I didn’t want to let too much time go by before acknowledging the retirement of another great sports team coach.

Tara VanDerveer retired last week after 38 years at Stanford and three national championships. She also retired as the winningest Division I basketball coach, men’s or women’s.

But VanDeveer had a career achievement during which she held an entire sport on her shoulders. In 1995 and 1996, she coached the U.S. women’s basketball team on a 10-month, 100,000-mile journey to showcase and sell the game of women’s basketball to the general public.

That journey ended in the Georgia Dome in August of 1996 with a 111-87 win over Brazil.

Now, it’s not hyperbole that VanDerveer and the U.S. team were carrying the hopes of professional women’s basketball — encapsulated in a short-lived group called the American Basketball League, and its successor, the Women’s National Basketball Association. Any drop in form, any scandal, or (heaven forbid) a loss would have resulted in the fleeing of team owners and sponsors which were lined up to market these women.

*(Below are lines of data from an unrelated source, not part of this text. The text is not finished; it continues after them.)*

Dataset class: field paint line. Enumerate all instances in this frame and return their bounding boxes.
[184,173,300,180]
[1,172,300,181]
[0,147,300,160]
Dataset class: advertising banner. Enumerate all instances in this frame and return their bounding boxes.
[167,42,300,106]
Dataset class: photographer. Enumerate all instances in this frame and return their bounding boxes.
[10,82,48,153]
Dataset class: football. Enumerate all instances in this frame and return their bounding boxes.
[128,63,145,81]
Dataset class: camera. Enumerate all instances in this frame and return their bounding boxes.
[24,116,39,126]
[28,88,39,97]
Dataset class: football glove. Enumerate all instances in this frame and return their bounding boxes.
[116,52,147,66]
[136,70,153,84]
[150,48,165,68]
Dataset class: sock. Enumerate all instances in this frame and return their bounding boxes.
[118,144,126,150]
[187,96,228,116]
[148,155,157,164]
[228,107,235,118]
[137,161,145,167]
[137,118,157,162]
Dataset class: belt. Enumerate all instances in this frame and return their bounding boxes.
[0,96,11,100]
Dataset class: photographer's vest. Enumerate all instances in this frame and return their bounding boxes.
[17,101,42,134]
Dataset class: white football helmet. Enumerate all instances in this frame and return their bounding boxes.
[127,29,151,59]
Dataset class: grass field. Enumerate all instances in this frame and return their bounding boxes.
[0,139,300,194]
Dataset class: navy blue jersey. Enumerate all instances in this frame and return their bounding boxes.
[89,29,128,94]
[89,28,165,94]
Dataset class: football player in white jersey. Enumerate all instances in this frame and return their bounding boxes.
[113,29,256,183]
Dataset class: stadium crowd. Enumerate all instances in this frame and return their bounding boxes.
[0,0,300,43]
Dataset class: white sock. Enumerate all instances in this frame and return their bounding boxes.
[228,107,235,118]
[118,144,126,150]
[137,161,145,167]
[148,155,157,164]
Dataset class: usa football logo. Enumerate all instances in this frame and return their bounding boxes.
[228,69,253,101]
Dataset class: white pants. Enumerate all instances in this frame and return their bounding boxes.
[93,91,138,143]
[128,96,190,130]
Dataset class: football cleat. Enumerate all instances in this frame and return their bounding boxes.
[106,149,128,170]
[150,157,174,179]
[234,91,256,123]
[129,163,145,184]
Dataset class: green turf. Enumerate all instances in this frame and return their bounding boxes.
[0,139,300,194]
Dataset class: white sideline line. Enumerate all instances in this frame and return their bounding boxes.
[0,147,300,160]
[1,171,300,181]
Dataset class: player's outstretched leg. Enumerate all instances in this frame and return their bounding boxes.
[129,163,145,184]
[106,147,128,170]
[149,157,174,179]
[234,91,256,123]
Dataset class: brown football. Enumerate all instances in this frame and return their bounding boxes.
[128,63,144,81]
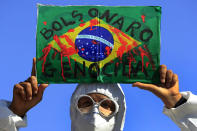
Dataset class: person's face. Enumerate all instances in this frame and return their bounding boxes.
[77,93,116,117]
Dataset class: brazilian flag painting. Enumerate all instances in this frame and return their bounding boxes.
[36,4,161,84]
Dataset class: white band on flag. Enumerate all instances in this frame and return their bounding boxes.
[76,35,114,48]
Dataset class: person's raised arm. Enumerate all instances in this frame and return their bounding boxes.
[0,58,48,131]
[9,57,48,117]
[133,65,197,130]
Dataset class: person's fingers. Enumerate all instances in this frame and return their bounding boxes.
[166,70,173,87]
[20,82,32,101]
[31,57,36,76]
[14,84,26,100]
[34,84,48,102]
[30,76,38,95]
[160,65,167,84]
[132,82,160,94]
[172,73,178,86]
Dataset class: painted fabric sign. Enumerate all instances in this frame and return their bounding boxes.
[36,5,161,84]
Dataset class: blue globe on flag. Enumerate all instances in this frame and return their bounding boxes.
[75,26,114,62]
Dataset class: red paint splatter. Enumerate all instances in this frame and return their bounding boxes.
[60,53,65,80]
[89,19,100,31]
[121,31,131,41]
[108,25,156,76]
[129,54,136,78]
[117,46,126,62]
[132,49,138,55]
[127,46,136,78]
[127,45,132,52]
[105,46,112,56]
[52,49,58,60]
[79,23,86,27]
[138,46,155,72]
[60,35,75,48]
[79,20,86,27]
[53,35,78,80]
[108,26,129,62]
[143,44,155,69]
[108,25,140,66]
[133,41,138,47]
[38,44,52,72]
[68,29,75,32]
[43,21,47,25]
[81,48,85,51]
[92,40,98,44]
[141,15,146,23]
[146,62,149,68]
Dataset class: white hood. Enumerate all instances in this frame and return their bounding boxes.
[70,83,126,131]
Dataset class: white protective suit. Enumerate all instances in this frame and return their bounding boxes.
[70,83,126,131]
[0,86,197,131]
[0,100,27,131]
[163,91,197,131]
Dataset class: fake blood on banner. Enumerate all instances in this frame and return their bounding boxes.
[36,5,161,84]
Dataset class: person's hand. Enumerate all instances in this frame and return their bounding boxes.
[132,65,182,109]
[9,58,48,117]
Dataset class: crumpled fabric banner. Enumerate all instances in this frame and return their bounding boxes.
[36,4,161,84]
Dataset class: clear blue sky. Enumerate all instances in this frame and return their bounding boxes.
[1,0,197,131]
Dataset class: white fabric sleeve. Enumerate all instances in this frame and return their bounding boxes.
[163,91,197,131]
[0,100,27,131]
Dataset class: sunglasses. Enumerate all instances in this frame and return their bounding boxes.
[76,95,119,118]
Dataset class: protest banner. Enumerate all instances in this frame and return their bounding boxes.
[36,5,161,83]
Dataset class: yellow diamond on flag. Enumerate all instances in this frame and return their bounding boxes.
[48,17,141,68]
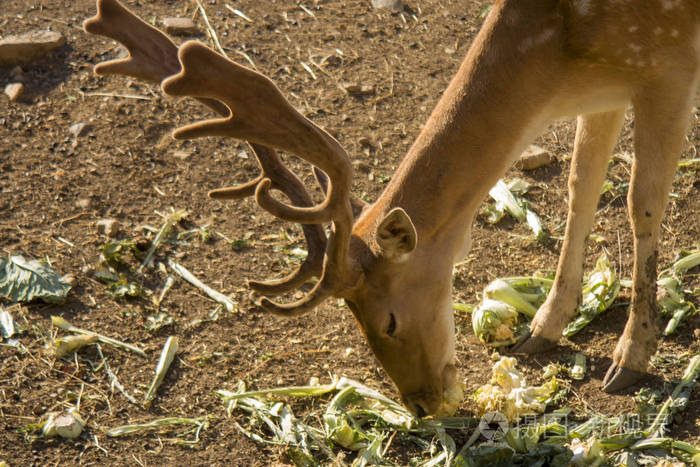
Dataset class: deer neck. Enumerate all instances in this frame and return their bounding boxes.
[367,4,560,257]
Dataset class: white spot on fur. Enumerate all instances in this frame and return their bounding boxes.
[670,29,679,38]
[575,0,592,15]
[628,43,642,53]
[660,0,681,9]
[517,28,556,53]
[625,58,634,65]
[628,25,639,33]
[654,27,664,35]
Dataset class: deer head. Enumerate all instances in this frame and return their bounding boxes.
[84,0,463,416]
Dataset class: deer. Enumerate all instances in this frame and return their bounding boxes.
[84,0,699,417]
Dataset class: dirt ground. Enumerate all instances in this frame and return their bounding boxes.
[0,0,698,465]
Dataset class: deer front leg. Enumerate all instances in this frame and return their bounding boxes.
[603,77,696,392]
[513,109,625,353]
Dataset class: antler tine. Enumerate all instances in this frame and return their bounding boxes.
[83,0,180,83]
[314,166,368,218]
[234,144,326,295]
[162,41,354,226]
[207,145,328,295]
[208,175,263,200]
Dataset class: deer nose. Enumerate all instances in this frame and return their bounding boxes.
[403,391,441,417]
[404,398,428,418]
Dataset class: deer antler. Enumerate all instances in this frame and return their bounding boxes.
[162,41,358,314]
[83,0,180,83]
[84,0,359,311]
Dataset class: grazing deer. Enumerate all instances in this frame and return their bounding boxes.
[85,0,699,416]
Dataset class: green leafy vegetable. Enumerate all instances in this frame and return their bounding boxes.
[656,249,699,335]
[472,299,520,345]
[486,179,547,241]
[0,256,72,304]
[474,357,559,422]
[101,239,138,267]
[563,255,619,337]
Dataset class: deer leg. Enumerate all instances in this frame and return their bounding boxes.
[513,109,625,353]
[603,78,696,392]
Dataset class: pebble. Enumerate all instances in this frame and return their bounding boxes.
[96,219,120,237]
[358,136,372,147]
[343,83,376,96]
[60,274,77,287]
[353,160,372,173]
[69,122,92,138]
[515,145,554,170]
[173,151,193,160]
[4,82,24,102]
[371,0,404,10]
[75,198,92,210]
[162,17,200,36]
[0,30,65,65]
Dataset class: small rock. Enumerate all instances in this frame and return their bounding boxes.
[173,151,193,160]
[372,0,404,10]
[96,219,120,237]
[69,122,92,138]
[162,17,200,35]
[353,160,372,173]
[60,274,77,287]
[515,145,554,170]
[343,83,375,96]
[75,198,92,210]
[4,82,24,102]
[0,30,65,65]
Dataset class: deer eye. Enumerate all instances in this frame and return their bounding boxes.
[386,313,397,337]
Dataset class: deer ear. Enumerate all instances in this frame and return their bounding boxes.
[376,207,417,261]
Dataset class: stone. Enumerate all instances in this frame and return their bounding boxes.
[358,136,372,147]
[162,17,200,36]
[96,219,120,237]
[173,151,193,160]
[343,83,376,96]
[515,145,554,170]
[69,122,92,138]
[75,198,92,210]
[60,274,77,287]
[372,0,404,10]
[353,160,372,173]
[0,30,65,65]
[4,83,24,102]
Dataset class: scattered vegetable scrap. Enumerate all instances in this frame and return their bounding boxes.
[470,254,621,344]
[0,255,72,303]
[474,356,559,422]
[484,179,547,241]
[143,336,179,407]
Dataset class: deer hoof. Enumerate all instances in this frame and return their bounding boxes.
[510,330,557,354]
[602,363,644,393]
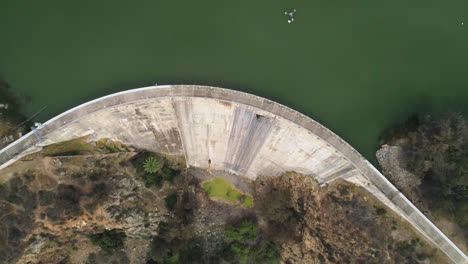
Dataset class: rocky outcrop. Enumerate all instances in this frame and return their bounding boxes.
[377,144,468,255]
[376,144,422,203]
[0,144,174,264]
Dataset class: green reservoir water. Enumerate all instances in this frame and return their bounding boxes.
[1,0,468,159]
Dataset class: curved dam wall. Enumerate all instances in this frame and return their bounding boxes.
[0,85,466,263]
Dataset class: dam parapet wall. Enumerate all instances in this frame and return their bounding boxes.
[0,85,466,263]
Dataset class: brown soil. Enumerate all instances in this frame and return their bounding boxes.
[0,121,24,149]
[0,141,168,264]
[253,172,451,264]
[0,138,453,264]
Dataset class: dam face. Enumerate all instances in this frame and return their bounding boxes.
[1,86,358,183]
[0,85,466,263]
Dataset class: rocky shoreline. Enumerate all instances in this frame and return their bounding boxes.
[376,143,468,254]
[0,82,31,150]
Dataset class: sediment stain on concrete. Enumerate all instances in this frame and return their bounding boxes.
[173,98,238,171]
[134,106,183,154]
[321,165,356,183]
[224,107,273,175]
[173,98,200,166]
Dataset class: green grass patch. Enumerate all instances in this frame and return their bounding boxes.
[96,138,130,153]
[242,195,253,207]
[202,177,253,207]
[42,137,92,157]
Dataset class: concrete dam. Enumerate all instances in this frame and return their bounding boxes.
[0,85,466,263]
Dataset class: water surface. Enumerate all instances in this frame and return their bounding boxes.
[1,0,468,159]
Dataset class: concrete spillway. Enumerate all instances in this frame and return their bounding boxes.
[0,85,466,263]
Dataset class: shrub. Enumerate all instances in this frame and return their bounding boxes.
[160,166,178,182]
[57,184,82,217]
[147,238,170,262]
[224,220,280,264]
[136,153,182,188]
[375,206,387,216]
[165,193,178,211]
[86,253,97,264]
[0,184,8,200]
[89,229,126,253]
[146,220,277,264]
[91,183,107,198]
[142,173,163,188]
[251,240,280,264]
[38,190,56,206]
[147,237,203,264]
[256,183,301,238]
[225,220,259,242]
[88,171,100,181]
[163,252,179,264]
[143,156,161,174]
[178,238,203,262]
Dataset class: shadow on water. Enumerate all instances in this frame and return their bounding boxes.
[0,80,27,123]
[370,94,468,166]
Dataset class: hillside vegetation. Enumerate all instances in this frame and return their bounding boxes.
[0,138,451,263]
[379,112,468,242]
[0,81,31,149]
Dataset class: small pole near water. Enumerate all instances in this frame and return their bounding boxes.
[12,106,47,131]
[284,9,297,24]
[0,106,47,147]
[31,122,44,142]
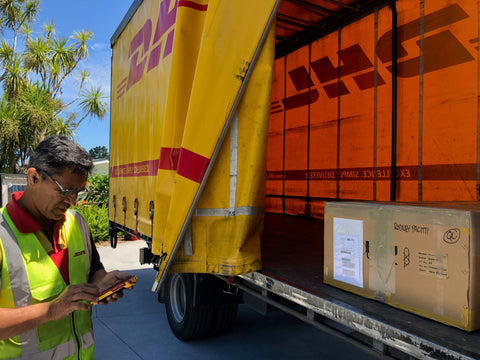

The roster of the 1996 team featured more than its share of legendary players. Dawn Staley, Rebecca Lobo, Lisa Leslie, Teresa Edwards, and Nikki McCray are, to this day, part of the fabric of women’s basketball.

Somehow, VanDerveer was able to balance the talents of the players, get them to check their egos, and kept them playing at a high level for 60 games without loss.

That, to me, is VanDerveer’s greatest accomplishment. Sure, there have been good and great women’s basketball players since the first Olympic basketball tournament for women in 1976, but the group of women from 1996 have shaped the way the game is played, coached, and viewed on the professional and amateur levels. Heck, you’re seeing magazines publishing lists of high-school prospects, ranking them like has been done for the men’s game.

It’s pretty amazing that all of this happened in less than 30 years. And we have VanDerveer to thank for this.